Portal vein thrombosis (PVT) is characterized by a blood clot in the vasal lumen of portal vein  that results in a partial or complete obstruction. There are numerous causes including underlying hepatic disease, malignancy, inflammatory conditions, and hypercoagulable disorders. PVT is not common in the general population but has a higher prevalence in patients with liver cirrhosis as well as in patients with hepatocellular carcinoma. PVT in these two disorders is associated with higher mortality.
When a PVT forms, the thrombus either resolves spontaneously or the vasculature adapts to the new hemodynamics. Symptoms subside in either of these pathways. Hence PVT does not usually present acutely, therefore, the diagnosis is often missed. Gradually, existing PVT results in portal hypertension which manifests in key signs on the physical exam. Hence a PVT is diagnosed at this chronic phase.

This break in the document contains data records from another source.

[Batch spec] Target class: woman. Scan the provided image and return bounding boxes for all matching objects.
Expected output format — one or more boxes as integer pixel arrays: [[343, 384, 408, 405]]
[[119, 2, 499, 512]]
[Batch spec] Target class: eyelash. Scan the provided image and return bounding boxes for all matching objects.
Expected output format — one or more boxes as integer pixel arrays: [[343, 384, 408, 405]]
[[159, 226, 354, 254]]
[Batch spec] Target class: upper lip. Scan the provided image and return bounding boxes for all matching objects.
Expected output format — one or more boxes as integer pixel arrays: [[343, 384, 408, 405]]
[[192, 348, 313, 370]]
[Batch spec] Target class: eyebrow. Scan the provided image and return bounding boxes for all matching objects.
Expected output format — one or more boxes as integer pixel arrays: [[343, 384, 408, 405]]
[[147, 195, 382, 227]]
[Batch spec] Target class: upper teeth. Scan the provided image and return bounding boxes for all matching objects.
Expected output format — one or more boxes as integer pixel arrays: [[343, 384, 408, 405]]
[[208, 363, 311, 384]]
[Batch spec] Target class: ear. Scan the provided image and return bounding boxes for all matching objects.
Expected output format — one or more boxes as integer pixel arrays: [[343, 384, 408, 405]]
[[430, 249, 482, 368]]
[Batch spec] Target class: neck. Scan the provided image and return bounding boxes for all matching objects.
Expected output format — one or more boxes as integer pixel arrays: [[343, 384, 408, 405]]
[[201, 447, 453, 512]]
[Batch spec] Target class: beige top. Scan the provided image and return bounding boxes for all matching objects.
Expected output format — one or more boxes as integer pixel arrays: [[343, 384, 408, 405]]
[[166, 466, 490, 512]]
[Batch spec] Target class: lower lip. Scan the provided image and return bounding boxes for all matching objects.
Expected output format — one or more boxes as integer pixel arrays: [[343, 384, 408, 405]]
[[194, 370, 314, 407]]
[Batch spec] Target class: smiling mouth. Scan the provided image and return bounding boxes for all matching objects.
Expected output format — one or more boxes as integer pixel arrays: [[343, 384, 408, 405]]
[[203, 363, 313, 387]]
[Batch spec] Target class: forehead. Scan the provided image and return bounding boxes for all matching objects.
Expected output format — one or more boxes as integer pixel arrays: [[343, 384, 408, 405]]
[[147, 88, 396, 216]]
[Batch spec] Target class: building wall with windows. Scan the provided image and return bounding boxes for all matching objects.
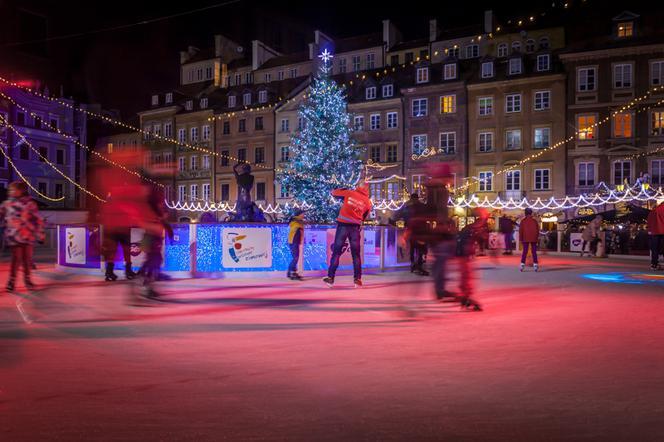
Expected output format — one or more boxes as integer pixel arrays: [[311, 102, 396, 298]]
[[468, 74, 565, 204]]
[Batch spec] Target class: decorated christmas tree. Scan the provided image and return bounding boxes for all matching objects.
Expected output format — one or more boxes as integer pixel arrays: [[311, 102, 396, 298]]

In patients with portal hypertension, the causes and risk factors should be assessed thoroughly. This is followed by appropriate laboratory studies and imaging. The imaging of choice is doppler ultrasonography, which demonstrates the thrombus and other relevant findings.

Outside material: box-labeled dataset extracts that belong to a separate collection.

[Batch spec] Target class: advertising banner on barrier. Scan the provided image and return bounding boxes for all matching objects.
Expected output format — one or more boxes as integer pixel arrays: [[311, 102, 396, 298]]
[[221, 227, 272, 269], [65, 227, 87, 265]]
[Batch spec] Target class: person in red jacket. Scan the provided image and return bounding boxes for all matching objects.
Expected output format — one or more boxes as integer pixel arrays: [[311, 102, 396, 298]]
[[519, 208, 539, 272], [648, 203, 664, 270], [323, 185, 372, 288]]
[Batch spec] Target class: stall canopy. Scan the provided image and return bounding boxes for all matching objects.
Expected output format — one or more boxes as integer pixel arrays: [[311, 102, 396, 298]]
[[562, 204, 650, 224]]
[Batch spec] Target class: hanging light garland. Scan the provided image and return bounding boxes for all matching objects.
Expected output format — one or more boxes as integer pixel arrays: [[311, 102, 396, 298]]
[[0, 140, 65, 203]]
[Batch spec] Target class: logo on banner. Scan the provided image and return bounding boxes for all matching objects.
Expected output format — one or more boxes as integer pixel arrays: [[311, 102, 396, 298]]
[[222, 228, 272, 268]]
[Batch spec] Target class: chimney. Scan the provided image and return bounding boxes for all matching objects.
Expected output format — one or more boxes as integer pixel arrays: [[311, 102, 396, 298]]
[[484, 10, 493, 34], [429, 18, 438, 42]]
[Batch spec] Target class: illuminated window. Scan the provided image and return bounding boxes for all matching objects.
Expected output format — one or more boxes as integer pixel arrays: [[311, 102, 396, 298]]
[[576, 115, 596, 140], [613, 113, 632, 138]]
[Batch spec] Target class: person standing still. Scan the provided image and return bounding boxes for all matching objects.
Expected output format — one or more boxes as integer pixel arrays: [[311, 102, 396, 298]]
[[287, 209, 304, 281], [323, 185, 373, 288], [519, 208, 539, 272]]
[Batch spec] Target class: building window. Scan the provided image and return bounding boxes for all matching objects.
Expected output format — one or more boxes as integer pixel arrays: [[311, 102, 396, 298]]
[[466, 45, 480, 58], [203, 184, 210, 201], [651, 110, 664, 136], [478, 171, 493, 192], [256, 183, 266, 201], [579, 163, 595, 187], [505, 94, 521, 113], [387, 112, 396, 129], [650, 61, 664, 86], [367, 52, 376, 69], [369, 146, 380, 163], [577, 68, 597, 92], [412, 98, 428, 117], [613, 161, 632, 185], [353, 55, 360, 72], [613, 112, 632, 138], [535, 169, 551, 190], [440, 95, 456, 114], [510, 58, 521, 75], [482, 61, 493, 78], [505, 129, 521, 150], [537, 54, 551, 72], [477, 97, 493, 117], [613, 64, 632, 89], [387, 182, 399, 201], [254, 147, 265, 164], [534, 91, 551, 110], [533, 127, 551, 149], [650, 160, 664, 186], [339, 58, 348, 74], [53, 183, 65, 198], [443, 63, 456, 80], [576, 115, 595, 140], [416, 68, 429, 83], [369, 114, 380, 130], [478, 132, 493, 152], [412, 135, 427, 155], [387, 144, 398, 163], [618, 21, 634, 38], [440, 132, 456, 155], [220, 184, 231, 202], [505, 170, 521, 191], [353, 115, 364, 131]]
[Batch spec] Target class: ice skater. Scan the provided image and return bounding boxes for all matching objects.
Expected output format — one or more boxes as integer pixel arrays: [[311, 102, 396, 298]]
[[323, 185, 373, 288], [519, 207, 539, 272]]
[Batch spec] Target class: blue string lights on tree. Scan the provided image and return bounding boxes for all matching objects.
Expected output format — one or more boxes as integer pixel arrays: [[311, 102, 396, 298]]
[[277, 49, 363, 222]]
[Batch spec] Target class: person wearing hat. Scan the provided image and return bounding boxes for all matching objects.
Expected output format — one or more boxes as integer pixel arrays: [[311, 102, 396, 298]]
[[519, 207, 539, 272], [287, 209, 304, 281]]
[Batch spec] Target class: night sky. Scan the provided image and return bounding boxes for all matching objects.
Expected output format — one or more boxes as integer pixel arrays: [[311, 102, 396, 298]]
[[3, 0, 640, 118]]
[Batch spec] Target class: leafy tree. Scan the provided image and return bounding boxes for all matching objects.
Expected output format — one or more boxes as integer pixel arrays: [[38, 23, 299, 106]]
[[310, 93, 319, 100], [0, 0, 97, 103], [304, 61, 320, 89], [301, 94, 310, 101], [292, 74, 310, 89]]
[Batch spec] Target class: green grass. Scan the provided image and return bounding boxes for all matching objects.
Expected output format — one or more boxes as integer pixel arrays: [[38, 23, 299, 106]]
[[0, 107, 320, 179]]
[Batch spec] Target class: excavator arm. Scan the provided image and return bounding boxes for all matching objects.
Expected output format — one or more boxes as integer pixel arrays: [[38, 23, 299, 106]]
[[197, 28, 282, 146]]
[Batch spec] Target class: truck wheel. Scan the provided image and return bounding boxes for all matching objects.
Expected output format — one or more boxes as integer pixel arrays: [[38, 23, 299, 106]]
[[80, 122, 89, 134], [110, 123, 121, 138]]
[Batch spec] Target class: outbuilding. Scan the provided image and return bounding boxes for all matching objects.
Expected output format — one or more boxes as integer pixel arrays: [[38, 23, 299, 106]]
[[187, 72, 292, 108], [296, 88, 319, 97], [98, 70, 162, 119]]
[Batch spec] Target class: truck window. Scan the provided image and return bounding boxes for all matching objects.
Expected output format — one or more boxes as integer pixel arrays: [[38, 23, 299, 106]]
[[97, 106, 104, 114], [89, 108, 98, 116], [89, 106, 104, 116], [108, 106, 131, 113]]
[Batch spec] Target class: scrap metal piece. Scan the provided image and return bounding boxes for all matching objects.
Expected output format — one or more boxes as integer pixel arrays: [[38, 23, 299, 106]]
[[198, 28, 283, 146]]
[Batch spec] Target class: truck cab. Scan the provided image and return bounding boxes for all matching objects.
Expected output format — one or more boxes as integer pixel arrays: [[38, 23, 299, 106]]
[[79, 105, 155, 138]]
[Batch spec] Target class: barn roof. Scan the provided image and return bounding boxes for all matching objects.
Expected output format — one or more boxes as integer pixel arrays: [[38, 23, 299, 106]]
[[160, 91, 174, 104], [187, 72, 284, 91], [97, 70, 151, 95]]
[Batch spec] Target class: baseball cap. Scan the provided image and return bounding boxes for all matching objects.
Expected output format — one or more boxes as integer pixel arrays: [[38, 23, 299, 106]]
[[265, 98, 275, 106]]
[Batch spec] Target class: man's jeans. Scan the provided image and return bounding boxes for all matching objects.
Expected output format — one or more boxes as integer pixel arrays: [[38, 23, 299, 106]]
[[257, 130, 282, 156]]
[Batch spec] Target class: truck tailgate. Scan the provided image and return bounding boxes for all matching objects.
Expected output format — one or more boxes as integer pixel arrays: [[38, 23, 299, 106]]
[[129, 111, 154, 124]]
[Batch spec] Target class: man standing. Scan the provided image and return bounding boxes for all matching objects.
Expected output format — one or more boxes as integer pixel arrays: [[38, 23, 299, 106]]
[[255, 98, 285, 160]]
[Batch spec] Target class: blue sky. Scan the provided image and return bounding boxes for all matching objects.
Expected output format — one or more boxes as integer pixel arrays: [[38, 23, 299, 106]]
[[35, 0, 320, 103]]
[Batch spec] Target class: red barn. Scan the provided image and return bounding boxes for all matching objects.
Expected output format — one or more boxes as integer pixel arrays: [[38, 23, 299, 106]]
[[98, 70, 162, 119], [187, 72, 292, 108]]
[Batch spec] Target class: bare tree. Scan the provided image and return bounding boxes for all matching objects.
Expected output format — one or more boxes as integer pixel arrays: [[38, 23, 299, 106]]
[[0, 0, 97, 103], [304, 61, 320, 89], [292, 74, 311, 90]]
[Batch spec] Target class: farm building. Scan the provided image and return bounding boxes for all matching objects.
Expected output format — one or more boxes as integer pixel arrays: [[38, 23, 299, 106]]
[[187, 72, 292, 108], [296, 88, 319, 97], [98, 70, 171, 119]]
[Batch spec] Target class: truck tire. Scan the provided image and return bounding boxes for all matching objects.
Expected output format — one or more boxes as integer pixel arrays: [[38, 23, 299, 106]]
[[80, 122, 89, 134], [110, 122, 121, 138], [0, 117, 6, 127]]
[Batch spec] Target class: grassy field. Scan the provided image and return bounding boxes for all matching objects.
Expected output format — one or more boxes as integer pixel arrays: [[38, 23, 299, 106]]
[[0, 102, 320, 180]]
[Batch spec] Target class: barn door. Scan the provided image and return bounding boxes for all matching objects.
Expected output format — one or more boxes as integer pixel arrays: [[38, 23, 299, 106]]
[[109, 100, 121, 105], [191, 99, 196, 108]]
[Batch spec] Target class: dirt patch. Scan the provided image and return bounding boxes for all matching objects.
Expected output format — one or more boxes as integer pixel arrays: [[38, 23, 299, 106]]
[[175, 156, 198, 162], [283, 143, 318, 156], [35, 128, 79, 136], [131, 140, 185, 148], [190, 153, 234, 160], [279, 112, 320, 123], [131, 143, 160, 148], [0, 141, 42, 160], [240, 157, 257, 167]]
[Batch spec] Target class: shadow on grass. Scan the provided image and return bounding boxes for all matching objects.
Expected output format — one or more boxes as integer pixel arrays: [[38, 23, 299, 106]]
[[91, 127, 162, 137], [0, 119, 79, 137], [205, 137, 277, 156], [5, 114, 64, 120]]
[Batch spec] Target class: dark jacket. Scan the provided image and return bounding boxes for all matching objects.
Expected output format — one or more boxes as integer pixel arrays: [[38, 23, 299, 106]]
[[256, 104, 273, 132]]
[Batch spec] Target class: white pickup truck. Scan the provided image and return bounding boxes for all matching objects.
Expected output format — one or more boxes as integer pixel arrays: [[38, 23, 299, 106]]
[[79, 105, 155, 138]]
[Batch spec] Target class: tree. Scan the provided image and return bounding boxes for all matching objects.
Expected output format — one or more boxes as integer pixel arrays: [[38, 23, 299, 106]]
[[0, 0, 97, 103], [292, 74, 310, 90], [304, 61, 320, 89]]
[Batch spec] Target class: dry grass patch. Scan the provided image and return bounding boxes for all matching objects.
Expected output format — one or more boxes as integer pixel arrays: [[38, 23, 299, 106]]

Portal vein thrombosis is a blood clot that blocks the portal vein, which is the blood vessel that travels from the intestines to the liver. The block can be partial or complete. There are many causes such as preexisting liver diseases, liver cancer, infections, inflammation, and others as well. While there are a number of causes for the blood clot formation, the main cause is a condition called liver cirrhosis, which means the liver is scarred. This can cause the blood flow to slow down, and more likely to cause a blood clot.
While most people do not experience symptoms, the blood clot can remain and gradually cause problems. For example, the block in the blood vessel increases the pressure in the portal. This results in a condition called portal hypertension. This can cause the blood vessels in the stomach and esophagus to bleed. Since these regions receive a big blood supply, they can bleed a large amount.
The doctor will obtain the medical history and perform a thorough physical exam in all patients. There are certain signs that the doctor will look for. Also, there are important laboratory tests to assess the liver function and any other condition that may have caused this blood clot. Finally, there are useful imaging studies. The most favored one is ultrasonography. It is inexpensive and noninvasive. This will find the clot and provide important information about the blood vessels.
The treatment of the blood clots involves two phases. The first phases is with a drug that breaks the clot. The second part is for the prevention of future clots. This second treatment can last for 3 months or possibly more depending on the patient.
In patients with bleeding, there are surgical procedures and treatment options available.